Digital Democracy encompasses the technological systems, platforms, and practices that expand participatory governance and civic agency in the networked age. Moving beyond traditional representative democracy's periodic voting, digital democracy enables continuous citizen engagement through online deliberation, collaborative policy-making, participatory budgeting, and transparent accountability mechanisms. These tools create new possibilities for direct, distributed, and responsive forms of public power that can scale democratic participation while maintaining deliberative quality.
The field emerged from early experiments in e-government and online voting, but has evolved far beyond digitizing existing democratic processes. Pioneering platforms like Estonia's e-governance system, Taiwan's vTaiwan and Join platform, Barcelona's Decidim, and Iceland's crowdsourced constitution process have demonstrated that technology can fundamentally enhance — not just automate — democratic participation. Key innovations include liquid democracy (delegative voting), quadratic voting, deliberative polling, citizen assemblies supported by digital tools, and AI-assisted policy analysis. Taiwan's Digital Minister Audrey Tang has become a global exemplar, using "radical transparency" and collective intelligence tools to bridge societal divides.

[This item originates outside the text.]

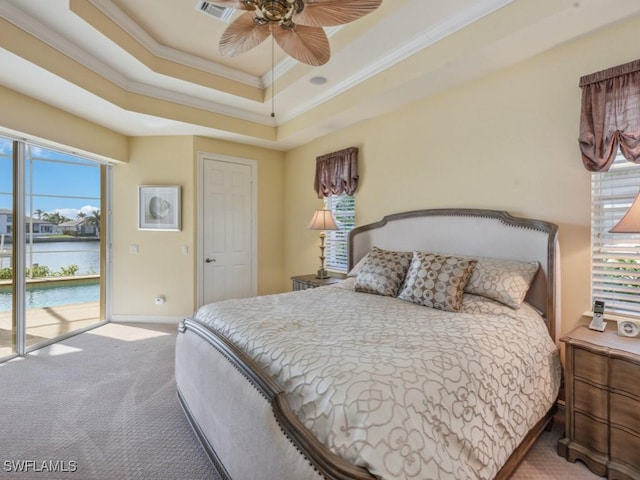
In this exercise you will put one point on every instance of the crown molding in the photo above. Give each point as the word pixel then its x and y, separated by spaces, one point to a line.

The contemporary digital democracy landscape includes sophisticated platforms for participatory budgeting (Consul, Citizen Lab), deliberation (Pol.is, All Our Ideas), petition and initiative systems, and comprehensive civic engagement suites. Organizations like the Participatory Budgeting Project, mySociety, and Code for America have helped spread these innovations globally. Critical challenges remain around digital divides, manipulation and disinformation, algorithmic governance risks, and ensuring that digital tools genuinely empower citizens rather than creating new forms of technocratic control. The field increasingly emphasizes "civic tech" that is co-designed with communities and accountable to democratic values.